Today it's gray and cool and gusty outside and I'm loving every second. My children slept until 8:41am and it's been a leisurely day at home. It reminded me of a day we had last week where I tried a new recipe - and, loved it. I plan to put this back on the menu in the next few months as we enter AUTUMN! You'll see why.
Fettuccine with Pumpkin Cream Sauce
16oz fettuccine
12oz can evaporated milk
1 T. cornstarch
2 T. butter
15oz can pumpkin puree
1 t. onion powder
1 t. salt
1/2 t. garlic powder
1/8 t. dried sage
Parm for sprinkling
shelled pumpkin seeds {optional}
1) Cook the pasta, drain, and keep warm.
2) In a med. saucepan, whisk the milk and cornstarch together. When cornstarch dissolves, place on the stove over medium heat and add 3/4 c. water, the butter, and the pumpkin. Stir.

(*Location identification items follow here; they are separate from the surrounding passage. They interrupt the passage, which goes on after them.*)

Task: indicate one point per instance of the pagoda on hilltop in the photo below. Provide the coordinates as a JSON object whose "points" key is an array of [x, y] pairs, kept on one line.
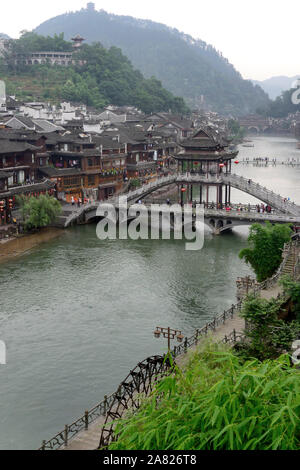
{"points": [[204, 158], [77, 42]]}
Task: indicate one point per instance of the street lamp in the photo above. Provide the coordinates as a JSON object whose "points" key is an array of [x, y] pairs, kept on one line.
{"points": [[169, 334]]}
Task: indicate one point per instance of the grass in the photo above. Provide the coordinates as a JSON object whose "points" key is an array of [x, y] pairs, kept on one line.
{"points": [[219, 403]]}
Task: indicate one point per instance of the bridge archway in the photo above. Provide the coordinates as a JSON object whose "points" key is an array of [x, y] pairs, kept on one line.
{"points": [[253, 129]]}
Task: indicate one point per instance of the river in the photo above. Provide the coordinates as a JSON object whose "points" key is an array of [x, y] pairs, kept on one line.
{"points": [[78, 313]]}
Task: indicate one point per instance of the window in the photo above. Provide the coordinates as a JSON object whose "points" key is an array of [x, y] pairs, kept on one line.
{"points": [[21, 177], [91, 180], [72, 181]]}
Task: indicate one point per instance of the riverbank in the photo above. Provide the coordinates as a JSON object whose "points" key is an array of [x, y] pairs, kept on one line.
{"points": [[17, 246]]}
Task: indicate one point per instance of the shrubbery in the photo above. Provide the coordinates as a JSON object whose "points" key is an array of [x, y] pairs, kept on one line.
{"points": [[219, 403]]}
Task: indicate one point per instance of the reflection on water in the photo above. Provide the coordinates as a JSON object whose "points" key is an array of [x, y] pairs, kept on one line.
{"points": [[77, 313]]}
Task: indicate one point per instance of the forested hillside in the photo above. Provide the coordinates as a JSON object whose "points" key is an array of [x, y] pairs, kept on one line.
{"points": [[284, 104], [107, 77], [187, 67]]}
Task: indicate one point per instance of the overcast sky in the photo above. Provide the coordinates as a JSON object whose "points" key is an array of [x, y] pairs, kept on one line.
{"points": [[259, 37]]}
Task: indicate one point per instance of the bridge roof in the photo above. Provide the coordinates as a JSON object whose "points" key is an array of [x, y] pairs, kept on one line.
{"points": [[206, 156]]}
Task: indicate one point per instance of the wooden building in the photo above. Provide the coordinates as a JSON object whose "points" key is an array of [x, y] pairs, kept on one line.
{"points": [[209, 156]]}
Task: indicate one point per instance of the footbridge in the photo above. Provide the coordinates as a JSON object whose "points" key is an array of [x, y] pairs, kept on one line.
{"points": [[219, 220]]}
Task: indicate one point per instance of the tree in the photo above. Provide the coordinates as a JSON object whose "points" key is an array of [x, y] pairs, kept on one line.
{"points": [[267, 336], [218, 403], [39, 211], [264, 252]]}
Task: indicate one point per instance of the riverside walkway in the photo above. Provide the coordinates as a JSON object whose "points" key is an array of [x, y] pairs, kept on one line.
{"points": [[84, 434]]}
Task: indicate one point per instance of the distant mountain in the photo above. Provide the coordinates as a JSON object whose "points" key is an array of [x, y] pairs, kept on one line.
{"points": [[274, 86], [103, 77], [187, 67]]}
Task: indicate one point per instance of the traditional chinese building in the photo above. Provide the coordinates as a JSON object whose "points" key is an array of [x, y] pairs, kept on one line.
{"points": [[207, 155]]}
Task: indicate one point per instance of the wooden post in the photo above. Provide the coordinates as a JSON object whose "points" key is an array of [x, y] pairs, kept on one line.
{"points": [[66, 434], [86, 420], [105, 404]]}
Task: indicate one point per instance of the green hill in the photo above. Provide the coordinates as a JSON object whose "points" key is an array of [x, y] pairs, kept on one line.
{"points": [[187, 67], [106, 78]]}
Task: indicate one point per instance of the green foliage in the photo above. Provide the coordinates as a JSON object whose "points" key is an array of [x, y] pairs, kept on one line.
{"points": [[39, 211], [237, 132], [292, 290], [186, 67], [265, 244], [218, 403], [266, 335], [107, 78]]}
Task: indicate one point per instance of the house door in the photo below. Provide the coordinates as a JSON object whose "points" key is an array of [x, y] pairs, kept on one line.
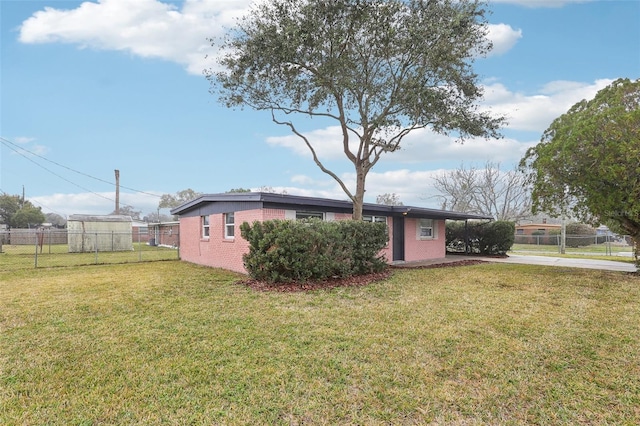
{"points": [[398, 238]]}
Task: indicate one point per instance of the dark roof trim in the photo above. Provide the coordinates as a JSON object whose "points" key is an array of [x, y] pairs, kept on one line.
{"points": [[323, 203]]}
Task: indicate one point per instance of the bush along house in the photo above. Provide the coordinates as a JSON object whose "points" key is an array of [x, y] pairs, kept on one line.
{"points": [[210, 234]]}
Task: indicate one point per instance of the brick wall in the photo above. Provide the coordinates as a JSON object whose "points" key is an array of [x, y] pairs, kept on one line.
{"points": [[416, 249], [216, 251]]}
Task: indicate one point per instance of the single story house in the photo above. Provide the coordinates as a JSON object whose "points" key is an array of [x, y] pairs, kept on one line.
{"points": [[210, 235], [537, 229]]}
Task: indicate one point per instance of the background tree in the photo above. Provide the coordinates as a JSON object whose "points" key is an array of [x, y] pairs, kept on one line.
{"points": [[28, 216], [588, 161], [156, 217], [56, 220], [9, 205], [380, 69], [169, 201], [488, 191], [19, 213], [389, 199]]}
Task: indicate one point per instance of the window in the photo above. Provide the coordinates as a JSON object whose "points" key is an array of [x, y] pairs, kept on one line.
{"points": [[204, 220], [375, 219], [425, 229], [229, 223], [300, 215]]}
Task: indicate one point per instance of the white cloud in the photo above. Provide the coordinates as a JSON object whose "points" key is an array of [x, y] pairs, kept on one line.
{"points": [[23, 140], [540, 3], [503, 38], [413, 187], [146, 28], [94, 203], [418, 147], [536, 111], [154, 29]]}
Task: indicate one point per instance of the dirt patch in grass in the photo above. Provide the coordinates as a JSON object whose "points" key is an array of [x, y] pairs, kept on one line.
{"points": [[354, 281]]}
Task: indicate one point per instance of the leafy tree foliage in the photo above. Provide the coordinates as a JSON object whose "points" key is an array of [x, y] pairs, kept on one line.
{"points": [[389, 199], [169, 201], [18, 213], [588, 161], [489, 191], [379, 69]]}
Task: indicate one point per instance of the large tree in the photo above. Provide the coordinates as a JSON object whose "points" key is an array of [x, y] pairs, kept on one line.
{"points": [[490, 191], [588, 161], [377, 68]]}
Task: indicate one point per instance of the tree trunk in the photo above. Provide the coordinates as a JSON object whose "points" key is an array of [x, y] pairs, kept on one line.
{"points": [[358, 198]]}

3) When the pumpkin has smoothed and mixed in well, add the onion powder, salt, garlic powder, and sage. Stir until mixture comes to a low boil and has thickened to your liking (think...Alfredo). If it's too thin add one more T of cornstarch dissolved in a little water.

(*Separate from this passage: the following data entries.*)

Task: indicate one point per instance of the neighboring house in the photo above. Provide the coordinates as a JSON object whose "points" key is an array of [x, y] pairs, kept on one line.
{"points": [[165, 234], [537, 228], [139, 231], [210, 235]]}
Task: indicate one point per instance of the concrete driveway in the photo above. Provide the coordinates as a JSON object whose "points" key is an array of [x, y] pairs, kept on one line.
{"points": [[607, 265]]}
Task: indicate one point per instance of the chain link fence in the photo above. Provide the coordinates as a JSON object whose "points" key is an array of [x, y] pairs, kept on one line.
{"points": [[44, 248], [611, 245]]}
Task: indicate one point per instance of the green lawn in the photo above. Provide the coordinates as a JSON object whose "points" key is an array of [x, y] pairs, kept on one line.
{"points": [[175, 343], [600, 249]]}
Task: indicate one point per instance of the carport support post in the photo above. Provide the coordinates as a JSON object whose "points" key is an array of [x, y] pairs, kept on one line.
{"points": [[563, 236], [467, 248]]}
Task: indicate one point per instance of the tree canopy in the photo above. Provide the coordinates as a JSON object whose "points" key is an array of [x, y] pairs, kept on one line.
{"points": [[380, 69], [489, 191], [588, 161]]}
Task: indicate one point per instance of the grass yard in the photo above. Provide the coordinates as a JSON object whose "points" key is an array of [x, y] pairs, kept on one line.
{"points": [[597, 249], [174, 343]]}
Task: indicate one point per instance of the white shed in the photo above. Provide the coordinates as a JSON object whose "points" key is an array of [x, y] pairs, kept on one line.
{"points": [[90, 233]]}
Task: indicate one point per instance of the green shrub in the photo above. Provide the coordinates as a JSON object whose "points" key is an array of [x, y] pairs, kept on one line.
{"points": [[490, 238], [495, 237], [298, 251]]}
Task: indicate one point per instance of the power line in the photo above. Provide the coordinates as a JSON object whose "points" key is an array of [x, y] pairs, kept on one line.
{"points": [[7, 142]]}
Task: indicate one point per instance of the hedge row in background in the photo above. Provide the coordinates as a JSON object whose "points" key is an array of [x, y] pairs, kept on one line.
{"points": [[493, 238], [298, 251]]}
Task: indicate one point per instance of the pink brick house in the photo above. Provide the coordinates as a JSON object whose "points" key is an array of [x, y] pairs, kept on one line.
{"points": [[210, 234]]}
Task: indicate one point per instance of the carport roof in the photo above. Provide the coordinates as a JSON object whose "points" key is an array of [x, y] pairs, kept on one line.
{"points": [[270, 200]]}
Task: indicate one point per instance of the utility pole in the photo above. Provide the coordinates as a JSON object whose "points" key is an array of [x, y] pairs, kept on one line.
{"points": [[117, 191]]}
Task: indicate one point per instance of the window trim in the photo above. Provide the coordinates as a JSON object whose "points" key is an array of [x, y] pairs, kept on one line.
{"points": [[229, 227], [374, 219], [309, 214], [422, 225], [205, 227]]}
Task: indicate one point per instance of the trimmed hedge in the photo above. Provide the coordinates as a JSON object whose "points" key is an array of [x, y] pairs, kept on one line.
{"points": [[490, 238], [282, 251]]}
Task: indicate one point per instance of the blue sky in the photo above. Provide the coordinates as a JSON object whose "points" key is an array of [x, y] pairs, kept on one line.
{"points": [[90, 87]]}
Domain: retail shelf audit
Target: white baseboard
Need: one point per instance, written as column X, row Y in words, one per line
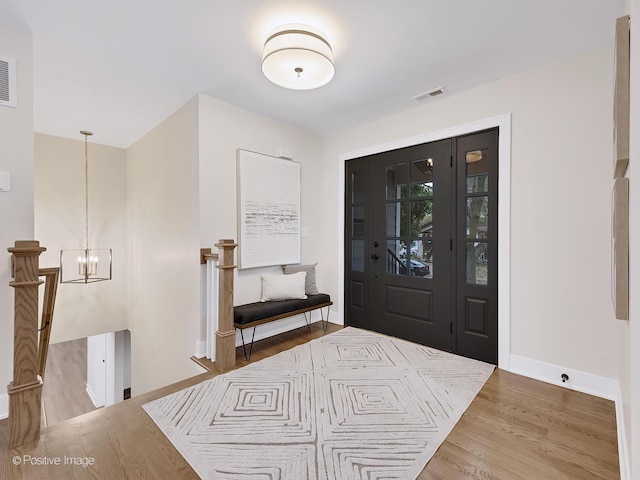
column 623, row 451
column 92, row 396
column 4, row 406
column 582, row 382
column 201, row 349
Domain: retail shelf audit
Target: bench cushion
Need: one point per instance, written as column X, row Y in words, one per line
column 251, row 312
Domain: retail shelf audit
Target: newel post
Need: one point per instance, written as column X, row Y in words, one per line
column 25, row 391
column 226, row 334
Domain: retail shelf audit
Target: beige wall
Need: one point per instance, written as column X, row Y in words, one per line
column 83, row 310
column 164, row 293
column 561, row 310
column 223, row 129
column 16, row 206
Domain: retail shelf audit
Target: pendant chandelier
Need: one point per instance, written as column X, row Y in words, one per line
column 85, row 265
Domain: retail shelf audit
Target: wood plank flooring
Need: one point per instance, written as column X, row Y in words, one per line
column 516, row 428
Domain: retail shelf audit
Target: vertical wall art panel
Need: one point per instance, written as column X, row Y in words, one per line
column 268, row 210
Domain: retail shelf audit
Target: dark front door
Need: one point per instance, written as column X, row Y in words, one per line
column 421, row 244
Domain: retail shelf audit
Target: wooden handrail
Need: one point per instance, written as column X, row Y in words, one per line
column 25, row 391
column 226, row 334
column 51, row 276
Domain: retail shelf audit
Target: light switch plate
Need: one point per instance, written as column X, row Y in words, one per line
column 5, row 182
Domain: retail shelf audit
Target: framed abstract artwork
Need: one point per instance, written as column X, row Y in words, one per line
column 268, row 190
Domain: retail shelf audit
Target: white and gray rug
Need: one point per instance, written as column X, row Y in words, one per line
column 351, row 405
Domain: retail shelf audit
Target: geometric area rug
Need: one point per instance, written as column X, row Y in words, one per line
column 350, row 405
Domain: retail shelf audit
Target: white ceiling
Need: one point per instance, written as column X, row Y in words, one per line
column 120, row 67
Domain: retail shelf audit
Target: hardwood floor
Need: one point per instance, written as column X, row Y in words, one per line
column 516, row 428
column 64, row 392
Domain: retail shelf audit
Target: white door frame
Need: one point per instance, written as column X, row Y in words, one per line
column 503, row 122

4) Toss sauce with fettuccine or ladle it over the noodles. Sprinkle with cheese and seeds if you choose.
*I almost always double the amount of garlic and whatever spice - in this case, sage. I just LOVE some savory seasoning and... I don't think it's possible to over sage things. :)

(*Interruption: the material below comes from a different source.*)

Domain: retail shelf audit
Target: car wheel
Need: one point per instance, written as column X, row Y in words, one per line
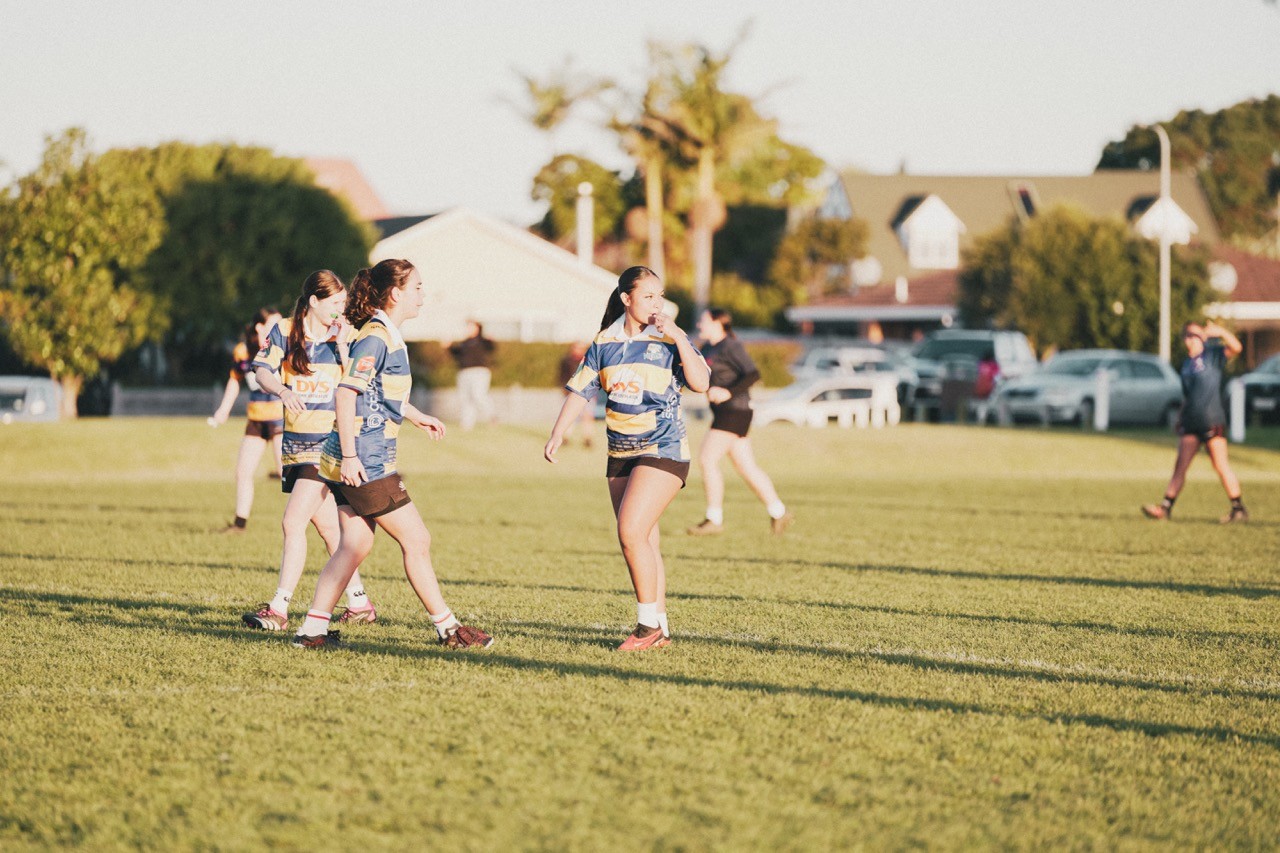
column 1086, row 414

*I did not use pumpkin seeds because they are million dollars for a tiny packet. Bah. I did, however sprinkle white kidney beans on top - apparently grains and legumes make a great healthy pairing. :)
*the sauce is a great light orange color. If this scares your family - I would throw in some green salad next to it, or even some steamed broccoli. My kids loved the savory, buttery, pumpkiny flavor of the sauce so we were good.
Ah, loved this meal. So good. So fallish!
And now back to summer foods until September, at least. Don't wanna rush things, ya know!